The new information was obtained using NASA’s orbiting Interstellar Boundary Explorer, or IBEX, and published Friday in the journal Science.

IBEX, launched in 2008, measures the speed of helium atoms impinging on the heliosphere, the bubble of ionized particles emitted by the sun and surrounding the entire solar system to a distance of billions of miles from the star. The electrically neutral helium can pass readily through the heliopause, allowing researchers to directly measure the sun’s speed.

Astronomer David McComas of the Southwest Research Institute in San Antonio, Texas, the principal investigator of the IBEX mission, and his colleagues reported in Science that the new data indicates that the sun and Earth are moving through the universe at about 52,000 mph, about 7,000 mph slower than previously thought.

Given the density of the heliosphere, that is not fast enough to generate a bow shock wave, they said.
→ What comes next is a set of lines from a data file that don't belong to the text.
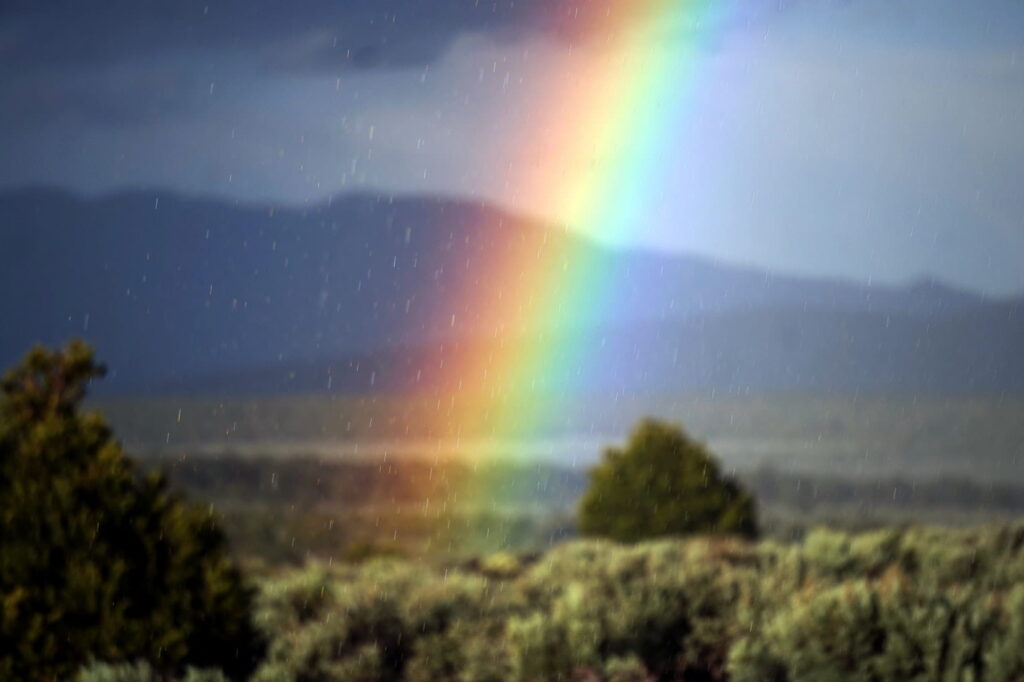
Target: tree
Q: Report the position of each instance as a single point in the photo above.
(663, 483)
(97, 561)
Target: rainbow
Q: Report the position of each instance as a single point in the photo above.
(622, 113)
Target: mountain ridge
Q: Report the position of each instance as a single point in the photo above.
(175, 291)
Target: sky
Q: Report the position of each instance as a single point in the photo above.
(872, 139)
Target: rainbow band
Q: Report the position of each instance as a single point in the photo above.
(623, 114)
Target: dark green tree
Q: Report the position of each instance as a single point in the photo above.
(664, 483)
(97, 561)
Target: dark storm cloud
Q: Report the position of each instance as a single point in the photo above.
(127, 61)
(317, 34)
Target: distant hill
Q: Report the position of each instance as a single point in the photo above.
(188, 295)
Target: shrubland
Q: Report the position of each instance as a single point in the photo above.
(918, 603)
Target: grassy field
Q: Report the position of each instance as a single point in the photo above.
(978, 437)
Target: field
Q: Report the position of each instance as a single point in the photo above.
(850, 436)
(302, 476)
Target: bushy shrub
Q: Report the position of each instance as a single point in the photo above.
(842, 607)
(96, 562)
(664, 483)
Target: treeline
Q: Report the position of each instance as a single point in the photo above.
(311, 481)
(890, 605)
(284, 510)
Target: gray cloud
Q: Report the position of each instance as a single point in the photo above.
(873, 138)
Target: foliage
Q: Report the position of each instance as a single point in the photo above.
(883, 606)
(663, 483)
(96, 562)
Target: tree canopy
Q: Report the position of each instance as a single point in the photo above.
(663, 482)
(97, 561)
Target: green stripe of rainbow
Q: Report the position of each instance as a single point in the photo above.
(624, 113)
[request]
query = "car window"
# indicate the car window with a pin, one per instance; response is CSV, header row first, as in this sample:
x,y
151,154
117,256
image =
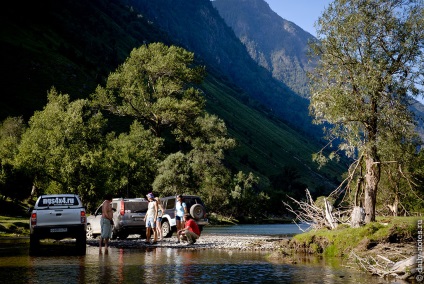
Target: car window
x,y
170,204
57,201
136,207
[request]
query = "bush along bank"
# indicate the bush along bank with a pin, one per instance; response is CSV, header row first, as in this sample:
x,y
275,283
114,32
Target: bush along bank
x,y
390,242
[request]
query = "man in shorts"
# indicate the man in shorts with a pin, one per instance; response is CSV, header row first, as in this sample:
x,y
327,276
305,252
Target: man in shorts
x,y
106,222
191,232
150,218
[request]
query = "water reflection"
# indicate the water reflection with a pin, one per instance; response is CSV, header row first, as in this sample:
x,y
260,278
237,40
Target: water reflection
x,y
169,265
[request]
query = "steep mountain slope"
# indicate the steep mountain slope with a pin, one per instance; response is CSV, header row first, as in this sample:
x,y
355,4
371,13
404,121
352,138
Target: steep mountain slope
x,y
274,43
73,45
198,27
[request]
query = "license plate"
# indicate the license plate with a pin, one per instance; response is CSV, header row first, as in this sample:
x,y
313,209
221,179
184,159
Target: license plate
x,y
58,230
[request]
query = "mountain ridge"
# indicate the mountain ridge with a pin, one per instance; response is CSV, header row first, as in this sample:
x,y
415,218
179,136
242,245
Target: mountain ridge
x,y
74,45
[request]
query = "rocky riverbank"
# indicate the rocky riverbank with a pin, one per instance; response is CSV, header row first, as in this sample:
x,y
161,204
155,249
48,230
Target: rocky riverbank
x,y
239,242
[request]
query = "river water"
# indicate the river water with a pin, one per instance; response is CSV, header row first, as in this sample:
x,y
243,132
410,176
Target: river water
x,y
171,265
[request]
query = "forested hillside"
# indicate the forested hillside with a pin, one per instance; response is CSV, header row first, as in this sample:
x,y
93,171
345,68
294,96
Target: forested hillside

Independent modeling conducted previously had suggested a similar speed, but some astronomers were skeptical. The new results seem to confirm those calculations.

“It’s too early to say exactly what this new data mean for our heliosphere,” McComas said. “Decades of research have explored scenarios that included a bow shock. That research now has to be redone using the latest data. Already we know there are likely implications for how galactic cosmic rays propagate around and enter the solar system, which is relevant for human space travel.”